Frequency Masking Simulator
Play with a masker and a probe tone and see the psychoacoustic masking math: the asymmetric spreading function, the Bark / critical-band boundaries, the absolute threshold of hearing, and the pre/post temporal masking curves. Then press Play and hear whether your ear agrees with the model.
Masker (green)
Probe (red when masked)
Verdict
Listen
Temporal: masker + probe
Output volume
Frequency Masking in Five Minutes
Masking is the perceptual phenomenon where a louder sound makes a softer one inaudible. It's not a quirk — it's the foundation of every lossy audio codec (MP3, AAC, Opus, every voice codec). The encoder analyses the audio for what the listener would not be able to hear behind louder content, and discards exactly that. Without masking there would be no streaming music as we know it.
Two flavours
Simultaneous masking (the top plot) is when a masker tone hides probe tones playing at the same time. The shape of what's hidden is described by the spreading function: a curve that radiates outward from the masker's frequency with characteristic asymmetric slopes.
Temporal masking (the bottom plot) is when a loud sound hides quieter sounds before and after it in time. Pre-masking is short (~20 ms) — your brain hasn't finished processing the sudden quiet thing before the loud one slams in and steals the attention.
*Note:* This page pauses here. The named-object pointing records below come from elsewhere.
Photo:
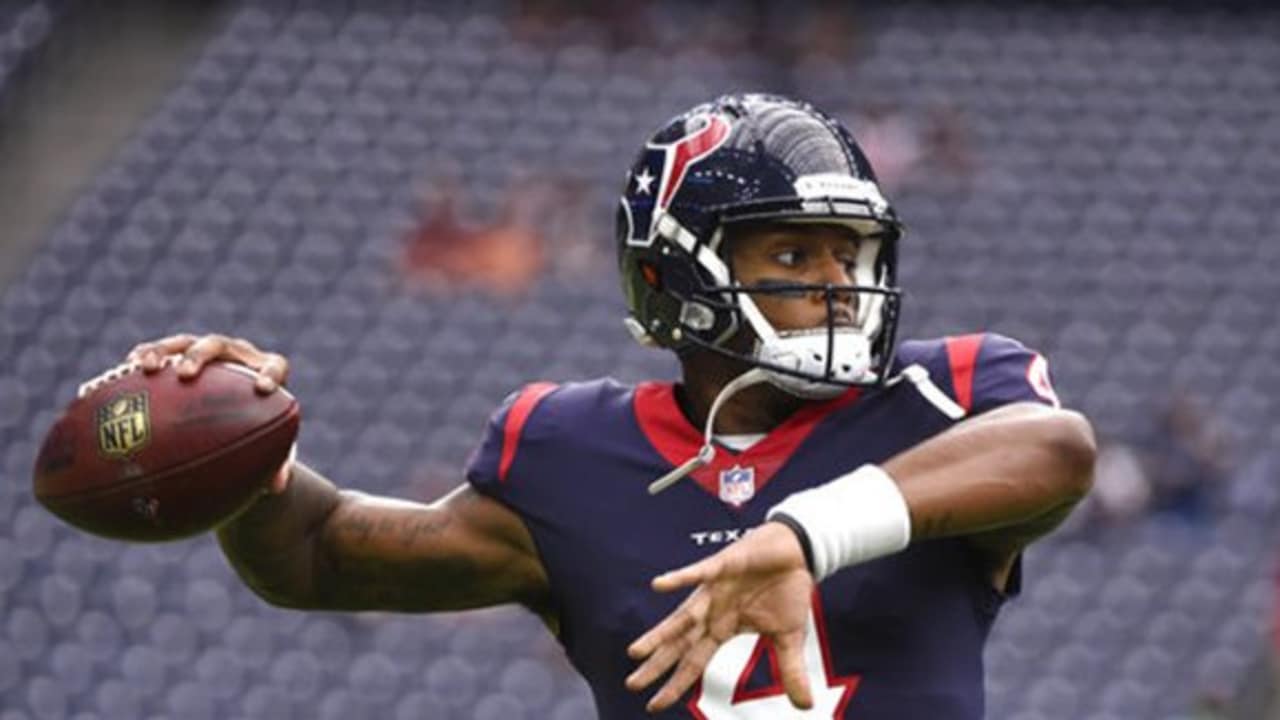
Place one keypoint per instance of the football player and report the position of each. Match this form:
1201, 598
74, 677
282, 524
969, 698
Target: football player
849, 511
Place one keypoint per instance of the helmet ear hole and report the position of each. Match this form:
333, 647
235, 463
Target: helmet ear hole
650, 274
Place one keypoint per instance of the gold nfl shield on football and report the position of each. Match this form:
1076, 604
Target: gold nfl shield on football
124, 424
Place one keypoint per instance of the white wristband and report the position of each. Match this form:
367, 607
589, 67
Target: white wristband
853, 519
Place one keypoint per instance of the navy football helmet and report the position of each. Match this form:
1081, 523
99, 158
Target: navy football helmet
755, 159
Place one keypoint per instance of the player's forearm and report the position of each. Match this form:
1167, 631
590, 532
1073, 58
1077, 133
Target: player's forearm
273, 546
1019, 468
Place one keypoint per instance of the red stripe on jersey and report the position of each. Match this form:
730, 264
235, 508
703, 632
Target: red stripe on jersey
516, 419
963, 356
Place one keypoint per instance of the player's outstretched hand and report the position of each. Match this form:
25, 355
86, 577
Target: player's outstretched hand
197, 351
758, 584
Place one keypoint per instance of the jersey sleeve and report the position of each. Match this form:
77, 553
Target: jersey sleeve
492, 463
988, 370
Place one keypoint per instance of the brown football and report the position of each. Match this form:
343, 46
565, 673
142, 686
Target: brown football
152, 458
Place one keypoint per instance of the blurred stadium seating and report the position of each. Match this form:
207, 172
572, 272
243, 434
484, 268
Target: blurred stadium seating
1120, 215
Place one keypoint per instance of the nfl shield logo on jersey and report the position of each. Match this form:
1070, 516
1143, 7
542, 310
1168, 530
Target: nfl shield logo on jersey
737, 484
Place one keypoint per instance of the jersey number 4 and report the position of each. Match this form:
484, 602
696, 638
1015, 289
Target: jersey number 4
726, 692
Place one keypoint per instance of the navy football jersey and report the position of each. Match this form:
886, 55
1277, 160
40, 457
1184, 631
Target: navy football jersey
892, 638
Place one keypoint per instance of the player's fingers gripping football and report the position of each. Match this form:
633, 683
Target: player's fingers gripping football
150, 355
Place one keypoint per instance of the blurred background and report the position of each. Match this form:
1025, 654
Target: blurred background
414, 201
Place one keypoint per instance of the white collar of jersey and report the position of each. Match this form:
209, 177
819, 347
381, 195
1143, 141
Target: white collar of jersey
707, 452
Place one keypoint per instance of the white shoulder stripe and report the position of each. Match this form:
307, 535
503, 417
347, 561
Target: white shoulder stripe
922, 381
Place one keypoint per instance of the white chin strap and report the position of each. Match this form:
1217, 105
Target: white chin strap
805, 351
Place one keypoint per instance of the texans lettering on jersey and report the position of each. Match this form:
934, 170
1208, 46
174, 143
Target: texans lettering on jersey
896, 637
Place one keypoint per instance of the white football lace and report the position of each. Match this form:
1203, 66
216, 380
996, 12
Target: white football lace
119, 372
708, 451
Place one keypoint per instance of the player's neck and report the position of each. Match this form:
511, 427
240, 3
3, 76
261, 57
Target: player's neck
757, 409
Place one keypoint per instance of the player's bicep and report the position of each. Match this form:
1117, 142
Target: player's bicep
462, 551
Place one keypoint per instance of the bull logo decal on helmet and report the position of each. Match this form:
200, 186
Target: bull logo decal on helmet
668, 163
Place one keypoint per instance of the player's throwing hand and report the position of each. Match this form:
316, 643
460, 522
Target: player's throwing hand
758, 584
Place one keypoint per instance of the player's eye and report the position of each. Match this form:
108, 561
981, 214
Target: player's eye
790, 258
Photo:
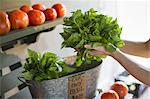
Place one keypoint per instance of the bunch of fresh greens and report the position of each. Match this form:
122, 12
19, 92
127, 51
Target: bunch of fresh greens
44, 67
90, 28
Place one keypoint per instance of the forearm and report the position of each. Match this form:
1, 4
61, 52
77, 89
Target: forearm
140, 72
136, 48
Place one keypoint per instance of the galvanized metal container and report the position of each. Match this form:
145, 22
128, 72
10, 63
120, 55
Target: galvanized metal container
80, 85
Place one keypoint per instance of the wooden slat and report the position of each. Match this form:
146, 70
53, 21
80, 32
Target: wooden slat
11, 81
0, 86
16, 34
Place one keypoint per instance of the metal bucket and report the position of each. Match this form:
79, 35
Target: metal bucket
80, 85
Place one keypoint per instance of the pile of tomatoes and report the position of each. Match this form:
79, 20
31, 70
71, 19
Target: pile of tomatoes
27, 15
117, 91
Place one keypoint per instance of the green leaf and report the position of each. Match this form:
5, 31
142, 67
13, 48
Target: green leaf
92, 28
110, 47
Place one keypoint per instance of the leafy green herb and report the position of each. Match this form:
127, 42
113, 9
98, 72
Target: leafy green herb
44, 67
90, 28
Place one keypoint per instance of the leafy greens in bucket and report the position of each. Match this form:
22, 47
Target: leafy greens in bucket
44, 67
90, 28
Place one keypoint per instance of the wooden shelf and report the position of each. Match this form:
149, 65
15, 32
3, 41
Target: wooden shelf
16, 34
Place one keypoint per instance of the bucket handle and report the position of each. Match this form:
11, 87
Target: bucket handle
23, 81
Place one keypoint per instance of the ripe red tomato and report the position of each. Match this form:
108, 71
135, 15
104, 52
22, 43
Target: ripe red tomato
39, 6
4, 23
36, 17
18, 19
26, 8
60, 9
50, 14
111, 94
121, 88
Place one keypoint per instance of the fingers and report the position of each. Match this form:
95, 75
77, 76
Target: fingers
96, 53
100, 48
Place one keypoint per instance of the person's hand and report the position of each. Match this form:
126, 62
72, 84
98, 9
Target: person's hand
97, 51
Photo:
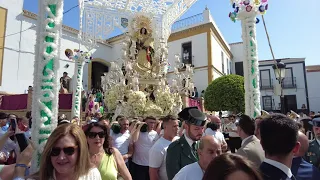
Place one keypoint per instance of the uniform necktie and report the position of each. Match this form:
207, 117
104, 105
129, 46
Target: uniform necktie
194, 148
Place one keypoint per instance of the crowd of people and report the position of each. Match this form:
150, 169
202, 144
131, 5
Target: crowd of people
192, 146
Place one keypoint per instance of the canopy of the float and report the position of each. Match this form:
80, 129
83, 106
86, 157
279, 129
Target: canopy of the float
99, 18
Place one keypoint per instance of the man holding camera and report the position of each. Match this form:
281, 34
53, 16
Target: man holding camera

Post-masking is longer (100–200 ms) — the cochlea's response to the masker is still ringing down.
The upward spread of masking
Look at the yellow threshold curve on the top plot. The slope above the masker is much gentler than the slope below it (about 17 dB/Bark up vs 27 dB/Bark down). That asymmetry is real and biological: a high-amplitude tone "spreads" upward along the basilar membrane farther than it spreads downward, so it hides higher frequencies more effectively than it hides lower ones. This is why a loud bass note can mask a midrange vocal line, but a loud whistle doesn't hide the bass.
The Bark scale
The pink dotted lines mark critical band boundaries on the Bark scale — 24 perceptual frequency bands roughly proportional to where the cochlea's hair cells are spaced. Tones within the same critical band interact strongly; tones in different bands are processed semi-independently. Most masking calculations work in Bark space because that's what the ear cares about, not linear Hz.
Why does the probe look "above" the threshold but I still can't hear it?
The model is an approximation. The exact threshold depends on individual hearing, the test environment, masker bandwidth (tones vs noise vs music are different), and time integration. The plot shows the textbook tone-on-tone spreading function with a ~15 dB tone-masking-tone offset. Real audibility margins of ±5–8 dB are normal. Where the model is most reliable: when the probe is many dB above or below the threshold curve, you're confidently audible or confidently masked.
How is this used in codecs?
An MP3/AAC/Opus encoder runs an FFT on each frame, computes a per-band masking threshold from the louder content using essentially the same spreading function shown here, then quantises each band only as finely as needed to keep the noise below that threshold. The compression ratio comes from spending fewer bits on frequencies where the listener wouldn't hear the noise anyway.